I’ll confess, I’ve recently become hooked on so-called brain training games, which claim to be able to help you improve your cognitive ability, while also cleverly tapping into the casual mobile gaming phenomena. There’s nothing quite like wasting away time playing games on your iPhone all in the name of better health.

Enter brain training and “cognitive science” startup Memorado, which today is disclosing a $1.3 million seed round it actually closed back in March (it appears that the brain-fit company forgot to tell anybody!). Backing comes from Sunstone Capital and a number of angels, including the founders of Zalando, StylistPick, Wimdu, Fyber, and Hitfox — all Berlin-based investors.

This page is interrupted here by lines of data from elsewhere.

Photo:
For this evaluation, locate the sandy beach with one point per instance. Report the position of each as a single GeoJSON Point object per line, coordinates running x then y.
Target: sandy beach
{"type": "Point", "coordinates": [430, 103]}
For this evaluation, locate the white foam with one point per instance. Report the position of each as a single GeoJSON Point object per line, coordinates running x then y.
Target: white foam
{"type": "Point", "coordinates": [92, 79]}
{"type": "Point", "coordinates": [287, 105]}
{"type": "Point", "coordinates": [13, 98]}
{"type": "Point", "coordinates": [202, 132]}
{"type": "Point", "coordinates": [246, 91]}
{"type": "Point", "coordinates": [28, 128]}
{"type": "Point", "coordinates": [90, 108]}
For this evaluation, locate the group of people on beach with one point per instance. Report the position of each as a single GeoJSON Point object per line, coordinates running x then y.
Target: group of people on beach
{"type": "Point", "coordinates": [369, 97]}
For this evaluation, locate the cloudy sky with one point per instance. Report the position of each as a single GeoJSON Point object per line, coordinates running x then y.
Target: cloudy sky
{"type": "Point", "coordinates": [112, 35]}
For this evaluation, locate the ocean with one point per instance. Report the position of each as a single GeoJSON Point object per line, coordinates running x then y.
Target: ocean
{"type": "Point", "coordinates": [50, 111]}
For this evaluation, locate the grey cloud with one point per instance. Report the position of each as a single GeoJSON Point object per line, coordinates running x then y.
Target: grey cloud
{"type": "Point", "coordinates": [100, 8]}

The Wimdu connection is also fitting; Memorado’s founders, Marius Jeuck and Marius Luther are also co-founders of the Rocket Internet-founded company.

Like others in the brain training space, Memorado produces a suite of mini-games, delivered via its website and app for iOS, that it says can help you improve your cognitive abilities. The idea is to offer a “gym for the brain,” encouraging you to visit Memorado often, like you would a gym, including a business model that features various subscription tiers and personalised programs for those that want to work-out their cognitive muscles more regularly.

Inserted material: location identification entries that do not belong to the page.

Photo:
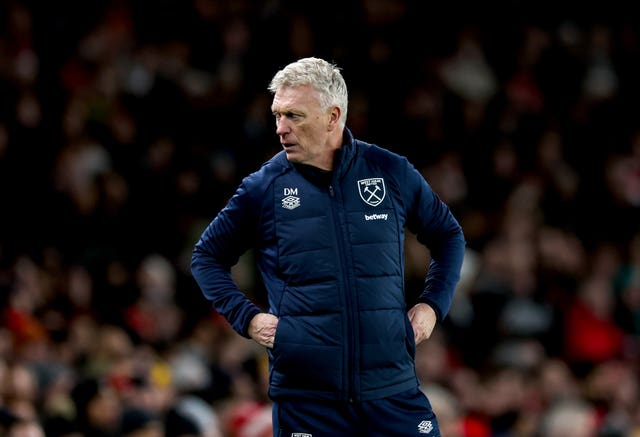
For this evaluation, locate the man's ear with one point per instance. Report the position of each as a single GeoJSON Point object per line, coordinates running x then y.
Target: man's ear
{"type": "Point", "coordinates": [334, 118]}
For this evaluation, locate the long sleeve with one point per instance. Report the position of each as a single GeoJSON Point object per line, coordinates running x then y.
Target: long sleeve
{"type": "Point", "coordinates": [436, 227]}
{"type": "Point", "coordinates": [229, 235]}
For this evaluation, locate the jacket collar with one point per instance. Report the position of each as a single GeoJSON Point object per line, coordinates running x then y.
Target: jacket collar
{"type": "Point", "coordinates": [345, 155]}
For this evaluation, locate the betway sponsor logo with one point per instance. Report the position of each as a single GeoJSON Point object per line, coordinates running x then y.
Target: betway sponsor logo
{"type": "Point", "coordinates": [368, 217]}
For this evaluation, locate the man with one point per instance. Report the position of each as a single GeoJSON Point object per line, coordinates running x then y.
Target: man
{"type": "Point", "coordinates": [326, 217]}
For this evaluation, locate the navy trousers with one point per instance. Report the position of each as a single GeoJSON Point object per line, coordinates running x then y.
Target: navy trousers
{"type": "Point", "coordinates": [403, 415]}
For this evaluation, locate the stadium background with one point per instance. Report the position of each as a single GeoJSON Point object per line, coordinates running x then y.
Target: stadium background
{"type": "Point", "coordinates": [125, 126]}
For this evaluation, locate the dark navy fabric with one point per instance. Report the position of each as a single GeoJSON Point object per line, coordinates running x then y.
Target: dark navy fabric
{"type": "Point", "coordinates": [403, 415]}
{"type": "Point", "coordinates": [331, 255]}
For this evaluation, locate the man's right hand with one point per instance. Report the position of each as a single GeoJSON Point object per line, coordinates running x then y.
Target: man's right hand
{"type": "Point", "coordinates": [262, 329]}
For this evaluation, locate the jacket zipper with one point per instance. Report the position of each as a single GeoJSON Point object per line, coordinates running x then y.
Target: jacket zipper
{"type": "Point", "coordinates": [350, 355]}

“Your brain is your most important asset in today’s world,” says Memorado co-founder Marius Luther, who was also previously a healthcare consultant at McKinsey. “Yet there is no good way to work it out and improve cognitive functions.” In addition, he says that 47 per percent of humans develop a form of dementia at some point in their lives and the best known prevention is mental activity. “By building the ‘gym for the brain’, we want to provide a structured, engaging and fun program to trigger mental activity and improve cognitive abilities,” he says.

To that end, six months since launch, Memorado has already garnered over a million members, though it doesn’t say how many of these are paying customers. Its iOS app has also attained the top position in the Education category of Apple’s iOS App Store in 22 countries, including the United States, UK, Germany and France. As I said, these type of brain training mini-games, which first became popular on the Nintendo DS, if my rapidly improving memory serves me correctly, are addictive.

However, despite early success, Luther candidly describes the concept of a “gym for the brain” as only ten percent there, both for Memorado and competitors, such as U.S.-based Lumosity, which he says helped to establish the category. Problems he and his ten person-strong engineering team are tackling include personalisation so that a training program will train a user’s weakest areas hardest, ensuring brain training translates to progress in daily life, and creating an experience that is still fun after years of training.

“Since my days as a healthcare consultant at McKinsey, I wanted to find a project that would marry up healthcare and tech. Narrowing down, we were looking for something that could positively affect the health millions of people but would not need years of drug development and would not be dependent on external parties such as health insurance,” explains Luther, when I ask him why he and co-founder Jeuck decided to focus on brain training mini-games.

Furthermore, the brain training space “stuck out” because it is a tech-first solution to a healthcare problem, and is truly mass market, appealing to people of all ages and from anywhere in the world. “We could really identify with our mission ‘make people smarter’,” he adds.